Now, having seen so much, I think he is genuine about the issues he is trying to promote. To go along with the status quo in China, being who he is, he could make so much money. Instead, he has picked a difficult road.
Few people who are credible disagree with what he is saying about China. Nobody would deny there is a problem with the rule of law, or censorship.
“Everyone says China has changed a lot,” he told me, “but it hasn’t changed in the sense I value the most. What they changed are all those [financial] numbers and bigger buildings and roads, which is fine, maybe it’s important, but it’s not what I’m interested in. Freedom of speech and the liberation of the mind, those things never changed.”
The only point in being famous, he said, was to fight for other people’s wellbeing. “So I clearly announce my ideas and I let [the authorities] know they can’t stop me by attempting to scare me. I will go all the way and they must make sure to be ready for that.”
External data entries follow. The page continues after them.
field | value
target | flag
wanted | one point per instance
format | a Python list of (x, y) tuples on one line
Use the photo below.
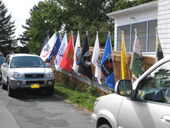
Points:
[(123, 56), (60, 53), (136, 65), (96, 59), (107, 64), (55, 49), (67, 60), (159, 53), (45, 42), (85, 64), (45, 53), (77, 54)]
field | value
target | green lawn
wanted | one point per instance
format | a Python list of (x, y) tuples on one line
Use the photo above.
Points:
[(83, 99)]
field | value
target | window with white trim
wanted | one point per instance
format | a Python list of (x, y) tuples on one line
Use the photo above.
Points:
[(146, 34)]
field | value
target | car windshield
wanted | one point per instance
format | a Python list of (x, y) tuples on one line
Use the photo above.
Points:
[(27, 61)]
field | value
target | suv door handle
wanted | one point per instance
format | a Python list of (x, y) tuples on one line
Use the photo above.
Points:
[(165, 118)]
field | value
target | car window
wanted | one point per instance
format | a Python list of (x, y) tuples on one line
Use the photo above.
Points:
[(26, 61), (156, 86)]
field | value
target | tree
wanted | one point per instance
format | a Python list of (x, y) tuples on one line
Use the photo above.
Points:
[(46, 16), (7, 29)]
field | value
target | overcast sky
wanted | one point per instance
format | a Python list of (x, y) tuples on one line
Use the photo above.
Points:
[(20, 12)]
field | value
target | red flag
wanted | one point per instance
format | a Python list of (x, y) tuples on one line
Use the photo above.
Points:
[(67, 60)]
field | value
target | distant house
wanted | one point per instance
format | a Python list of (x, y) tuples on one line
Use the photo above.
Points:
[(145, 18)]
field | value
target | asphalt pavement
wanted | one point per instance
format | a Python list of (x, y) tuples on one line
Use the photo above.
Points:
[(40, 111), (7, 120)]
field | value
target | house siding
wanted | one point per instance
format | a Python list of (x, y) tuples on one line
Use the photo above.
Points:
[(140, 16), (164, 25)]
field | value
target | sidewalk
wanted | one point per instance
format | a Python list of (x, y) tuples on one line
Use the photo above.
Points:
[(6, 118)]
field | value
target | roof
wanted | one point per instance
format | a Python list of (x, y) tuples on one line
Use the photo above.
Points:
[(132, 9)]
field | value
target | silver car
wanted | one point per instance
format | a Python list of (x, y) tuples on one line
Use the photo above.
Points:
[(26, 71), (145, 104)]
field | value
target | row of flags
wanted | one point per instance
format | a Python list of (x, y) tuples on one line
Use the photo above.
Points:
[(136, 65), (76, 58)]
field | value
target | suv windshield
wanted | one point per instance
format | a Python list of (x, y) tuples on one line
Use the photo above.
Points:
[(27, 61)]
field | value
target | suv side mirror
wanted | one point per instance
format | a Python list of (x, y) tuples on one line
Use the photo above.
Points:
[(48, 65), (124, 88)]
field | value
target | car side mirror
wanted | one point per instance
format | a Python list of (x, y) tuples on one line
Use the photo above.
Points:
[(124, 88), (5, 65), (48, 65)]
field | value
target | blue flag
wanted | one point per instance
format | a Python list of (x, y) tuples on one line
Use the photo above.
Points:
[(55, 49), (107, 64), (45, 42)]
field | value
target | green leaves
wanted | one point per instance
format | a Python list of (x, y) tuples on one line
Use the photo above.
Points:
[(7, 29)]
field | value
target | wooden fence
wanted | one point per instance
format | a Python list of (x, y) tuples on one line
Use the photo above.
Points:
[(116, 56)]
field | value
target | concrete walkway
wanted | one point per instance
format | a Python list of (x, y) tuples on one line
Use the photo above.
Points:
[(6, 118)]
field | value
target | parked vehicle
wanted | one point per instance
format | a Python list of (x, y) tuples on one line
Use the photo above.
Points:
[(2, 58), (26, 71), (143, 104)]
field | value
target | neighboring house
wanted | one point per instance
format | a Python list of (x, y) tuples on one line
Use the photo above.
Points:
[(145, 18)]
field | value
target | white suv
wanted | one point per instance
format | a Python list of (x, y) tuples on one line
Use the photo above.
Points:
[(26, 71), (145, 104)]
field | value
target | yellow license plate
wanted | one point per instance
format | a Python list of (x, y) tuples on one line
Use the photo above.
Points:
[(35, 86)]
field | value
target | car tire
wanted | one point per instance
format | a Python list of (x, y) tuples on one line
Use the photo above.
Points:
[(104, 126)]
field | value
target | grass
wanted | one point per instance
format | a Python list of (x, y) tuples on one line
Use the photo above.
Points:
[(84, 99)]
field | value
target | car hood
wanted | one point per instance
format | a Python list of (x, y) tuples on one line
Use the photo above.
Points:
[(31, 70)]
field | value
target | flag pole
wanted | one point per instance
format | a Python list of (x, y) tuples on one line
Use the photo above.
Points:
[(47, 32), (89, 78)]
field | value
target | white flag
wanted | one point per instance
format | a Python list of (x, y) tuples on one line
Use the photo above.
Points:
[(60, 53), (45, 53), (77, 54), (96, 60)]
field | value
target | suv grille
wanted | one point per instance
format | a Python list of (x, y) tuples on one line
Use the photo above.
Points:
[(34, 82), (34, 75)]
Myself, I am an independent film maker, born in America, who went to China soon after graduating from college. I embarked on a documentary about an artist but the story became one about freedom of expression, individual rights and the rule of law. Many people are interested in pushing the boundaries in China and Weiwei’s supporters did a huge amount to help him.
When his studio was demolished, supporters came together for a mock “celebration” meal at great risk to themselves. When the tax authorities served him with a £1.5m bill, supporters gave £900,000 to cover the cost of his appeal.
There are still threats to his way of life. On July 20 a district court in Beijing upheld the tax case against him in a proceeding that journalists, diplomats and the artist himself were barred from attending. He cannot travel. In effect, little has changed since the day he was released. He is not superhuman. He has a child and he would prefer not to be locked up while his son grows up.
Yet despite the restrictions Weiwei still has the old verve. He is back on Twitter. And on the anniversary of his detention he put up his own surveillance cameras. On the “Weiwei-cam” you can watch him in real time — in bed or in his courtyard. It was the perfect gesture — not just defying the authorities but also demonstrating a wonderful kind of transparency.